というのが一般的に言われているLicklider論文の評価だが、今回読み返してみて面白かったのは『共生』ではない関係として排除している以下の二つが、逆に最近のHCIのホットトピックになっているところ。

まず、"Mechanically Extended Man"(機械的に拡張された人間)。例えば義足や眼鏡のようなものを意味し、これは共生ではないとしている。しかし、現在的な意味で読み解くとまさにサイボーグやAR(Augmented reality)が"Mechanically Extended Man"に相当するだろう。もしかすると"Digitally Extended Man"かもしれないが。今後は、Licklider的な共生関係と同等(以上)に重要な人間とコンピュータとの関係となるのでないだろうか。

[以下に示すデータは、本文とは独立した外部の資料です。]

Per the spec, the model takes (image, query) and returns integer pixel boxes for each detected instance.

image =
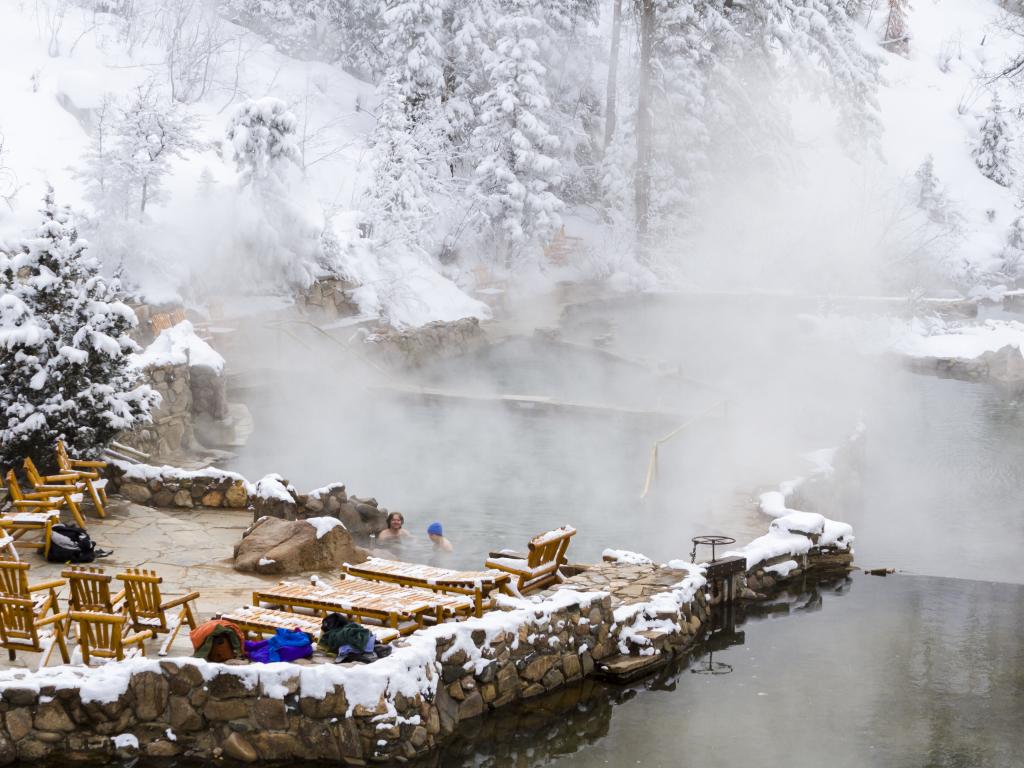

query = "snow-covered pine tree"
[77,83,199,219]
[472,0,562,262]
[972,93,1014,186]
[1000,216,1024,281]
[366,77,440,247]
[227,96,323,289]
[0,188,160,467]
[882,0,910,56]
[381,0,447,118]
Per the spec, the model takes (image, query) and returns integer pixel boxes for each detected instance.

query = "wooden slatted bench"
[220,605,399,643]
[341,557,512,616]
[484,525,575,595]
[253,579,473,635]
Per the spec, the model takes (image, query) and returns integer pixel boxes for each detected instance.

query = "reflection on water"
[424,575,1024,768]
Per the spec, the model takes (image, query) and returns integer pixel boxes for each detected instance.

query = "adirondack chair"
[0,595,71,669]
[118,568,199,656]
[56,440,106,517]
[0,470,65,557]
[71,610,153,666]
[0,560,67,616]
[484,525,575,595]
[24,459,85,528]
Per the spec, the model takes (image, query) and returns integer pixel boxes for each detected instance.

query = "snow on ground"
[131,321,224,374]
[0,2,489,327]
[801,315,1024,359]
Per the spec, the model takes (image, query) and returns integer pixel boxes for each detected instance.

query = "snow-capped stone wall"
[366,317,487,369]
[0,592,613,765]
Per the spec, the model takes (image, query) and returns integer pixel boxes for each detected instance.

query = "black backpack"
[46,525,96,562]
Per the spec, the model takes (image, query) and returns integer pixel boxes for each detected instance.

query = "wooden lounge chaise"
[0,470,65,557]
[118,568,199,656]
[220,605,399,643]
[253,579,473,635]
[24,459,86,528]
[484,525,575,595]
[56,440,108,517]
[341,557,512,616]
[0,560,67,616]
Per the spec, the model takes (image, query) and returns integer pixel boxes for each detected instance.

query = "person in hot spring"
[377,512,409,542]
[427,522,452,552]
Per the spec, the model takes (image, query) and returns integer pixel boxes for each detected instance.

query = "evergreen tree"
[77,84,199,219]
[472,0,562,258]
[973,94,1014,186]
[227,96,326,290]
[0,188,159,467]
[882,0,910,56]
[367,73,439,247]
[1001,216,1024,281]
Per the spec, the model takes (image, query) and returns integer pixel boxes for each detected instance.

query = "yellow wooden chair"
[118,568,199,656]
[60,565,125,613]
[0,559,67,616]
[25,459,85,528]
[71,610,153,666]
[0,470,65,557]
[56,440,106,517]
[484,525,575,595]
[0,595,71,669]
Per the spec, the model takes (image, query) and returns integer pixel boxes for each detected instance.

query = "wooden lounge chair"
[484,525,575,595]
[56,440,108,517]
[118,568,199,656]
[0,560,67,616]
[60,565,125,613]
[253,579,473,635]
[0,470,65,557]
[71,610,153,666]
[220,605,399,643]
[341,557,512,616]
[24,459,85,528]
[0,595,71,669]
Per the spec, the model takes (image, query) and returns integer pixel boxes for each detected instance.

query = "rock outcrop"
[234,517,367,573]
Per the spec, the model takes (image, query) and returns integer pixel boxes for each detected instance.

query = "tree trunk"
[604,0,623,152]
[634,0,655,249]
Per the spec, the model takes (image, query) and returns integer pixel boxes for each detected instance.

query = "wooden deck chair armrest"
[487,549,527,560]
[29,579,68,592]
[25,483,78,499]
[160,592,199,610]
[121,630,153,645]
[11,499,63,509]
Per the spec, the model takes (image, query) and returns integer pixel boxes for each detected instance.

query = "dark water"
[417,575,1024,768]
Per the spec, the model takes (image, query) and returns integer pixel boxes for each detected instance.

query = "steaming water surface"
[433,575,1024,768]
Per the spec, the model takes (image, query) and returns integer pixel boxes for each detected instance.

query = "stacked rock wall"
[106,462,250,509]
[0,595,611,765]
[366,317,487,369]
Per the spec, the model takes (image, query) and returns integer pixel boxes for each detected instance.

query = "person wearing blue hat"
[427,522,452,552]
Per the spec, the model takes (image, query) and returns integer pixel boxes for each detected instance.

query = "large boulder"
[234,517,368,573]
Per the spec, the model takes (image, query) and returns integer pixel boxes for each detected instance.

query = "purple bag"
[246,630,313,664]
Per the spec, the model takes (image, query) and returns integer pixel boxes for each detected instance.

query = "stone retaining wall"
[366,317,487,369]
[0,595,612,765]
[106,462,250,509]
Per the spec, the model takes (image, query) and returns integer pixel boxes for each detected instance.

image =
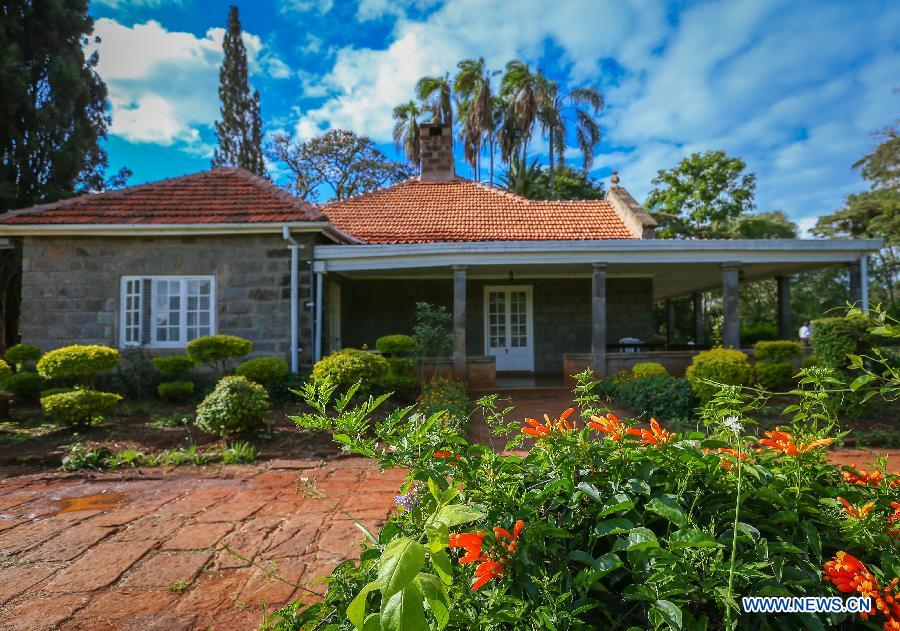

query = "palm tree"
[394,101,423,168]
[416,74,453,125]
[500,59,544,190]
[538,79,603,197]
[453,57,494,180]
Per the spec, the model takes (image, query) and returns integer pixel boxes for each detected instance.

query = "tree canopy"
[212,7,266,176]
[267,129,416,201]
[645,151,756,238]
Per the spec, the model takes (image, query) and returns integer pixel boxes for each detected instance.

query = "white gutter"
[314,239,883,271]
[282,226,300,373]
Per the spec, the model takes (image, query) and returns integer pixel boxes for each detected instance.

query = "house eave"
[314,239,883,272]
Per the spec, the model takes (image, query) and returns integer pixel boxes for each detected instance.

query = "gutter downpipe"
[282,226,300,373]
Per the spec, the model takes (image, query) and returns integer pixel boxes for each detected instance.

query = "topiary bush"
[37,344,120,386]
[151,355,194,379]
[375,334,419,357]
[0,370,47,402]
[685,348,753,403]
[631,362,669,378]
[754,361,795,390]
[3,344,44,370]
[156,381,194,403]
[753,340,803,361]
[187,335,253,375]
[41,388,122,427]
[812,318,870,370]
[234,357,290,388]
[312,348,390,390]
[195,376,269,437]
[612,375,697,421]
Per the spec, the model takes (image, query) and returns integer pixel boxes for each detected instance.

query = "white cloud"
[92,18,291,148]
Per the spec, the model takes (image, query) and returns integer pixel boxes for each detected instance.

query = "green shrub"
[0,370,47,401]
[234,357,289,388]
[614,375,696,421]
[195,376,269,436]
[187,335,253,374]
[375,334,419,357]
[3,344,44,370]
[41,388,122,427]
[631,362,669,378]
[753,340,803,361]
[754,361,796,390]
[37,344,119,385]
[156,381,194,403]
[685,348,753,403]
[151,355,194,379]
[312,348,390,390]
[812,318,870,370]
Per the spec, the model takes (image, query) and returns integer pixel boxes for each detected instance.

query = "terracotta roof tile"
[322,178,635,244]
[0,168,326,225]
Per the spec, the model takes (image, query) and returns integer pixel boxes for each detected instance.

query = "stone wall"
[22,235,315,364]
[341,278,653,374]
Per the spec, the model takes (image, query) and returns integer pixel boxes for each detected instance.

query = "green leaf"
[625,528,659,552]
[647,495,687,526]
[597,493,634,517]
[376,537,425,599]
[435,504,484,528]
[431,550,453,585]
[381,584,428,631]
[669,528,718,548]
[653,600,682,631]
[416,573,450,629]
[425,521,450,552]
[347,581,378,629]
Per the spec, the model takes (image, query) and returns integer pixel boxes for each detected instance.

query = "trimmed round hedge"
[631,362,669,379]
[234,357,289,387]
[195,375,269,437]
[312,348,390,389]
[37,344,120,382]
[685,348,753,403]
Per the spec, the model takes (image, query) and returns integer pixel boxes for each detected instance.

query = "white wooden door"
[484,285,534,372]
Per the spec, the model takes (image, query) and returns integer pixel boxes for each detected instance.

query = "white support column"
[859,255,869,313]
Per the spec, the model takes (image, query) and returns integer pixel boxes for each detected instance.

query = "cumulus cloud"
[91,18,291,150]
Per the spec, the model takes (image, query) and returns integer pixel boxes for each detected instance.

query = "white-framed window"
[119,276,216,348]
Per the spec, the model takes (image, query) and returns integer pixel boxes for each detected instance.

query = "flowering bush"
[272,360,900,630]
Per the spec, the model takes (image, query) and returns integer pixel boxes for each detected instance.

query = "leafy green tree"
[645,151,756,238]
[212,6,266,177]
[394,101,423,168]
[268,129,417,201]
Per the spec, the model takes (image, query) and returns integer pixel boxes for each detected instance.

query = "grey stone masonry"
[22,235,314,364]
[341,277,654,374]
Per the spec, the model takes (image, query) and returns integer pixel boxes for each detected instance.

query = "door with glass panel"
[484,285,534,372]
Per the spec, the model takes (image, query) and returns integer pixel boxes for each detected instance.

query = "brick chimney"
[419,123,456,182]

もうひとつが "Humanly Extended Machines”(人間によって拡張された機械)。Lickliderはオートメーション工場に人間がオペレータとして参加している例をあげて、これも共生ではないとしている。しかし、最近の研究で、たとえば監視システムを見ている人間の脳活動情報を使って画像処理システムの機能を向上させようとか、写真のタグ付け処理などにも人間の脳を使っちゃえみたいな試みがあるが、これらは「人間によって拡張された機械」に相当するのではないだろうか。また、Humanly Extended Machinesがさらにネットでつながる可能性がある。Amazon Mechanical Turkなどのように。あるいはもっと非明示的だが、人類からの検索要求を黙々と食べて成長しているgoogle検索エンジンも人間によって拡張され(得る)機械かもしれない。拡大解釈してしまえば、recommendation engineなど、集合知的な振る舞いをするネットサービスはすべからくHumanly Extended Machinesであると言うこともできるのではないか。


もう一点、これも前回読んでいたときには印象に残っていなかったのだが、Lickliderは"机型ディスプレイ""壁型ディスプレイ"の可能性についても言及している。

たとえば、

Desk-Surface Display and Control: Certainly, for effective man-computer interaction, it will be necessary for the man and the computer to draw graphs and pictures and to write notes and equations to each other on the same display surface.

とか、

Computer-Posted Wall Display: In some technological systems, several men share responsibility for controlling vehicles whose behaviors interact. Some information must be presented simultaneously to all the men, preferably on a common grid, to coordinate their actions.

とかいったように。まさに(最近大はやりの)"surface computing"を半世紀近く前に予見していることになる。当時、まだコンピュータの出力形態は紙が主流だったことを考えるとこれも相当に先進的な発想だろう。

LickliderやBushの論文は、パソコン黎明期に一度再評価ブームがあって邦訳(以下)とかも出ていたが、そこからさらに時代を経た今の感覚で読み解いてみるとまたいろいろ発見がある。機会があればじっくりと読んでみることをおすすめします。と同時に、では今から48年後の2056年に読み返されたときに、「先見性があった」と言われる発想って何なのだろうと思うと気が遠くなる思いだ。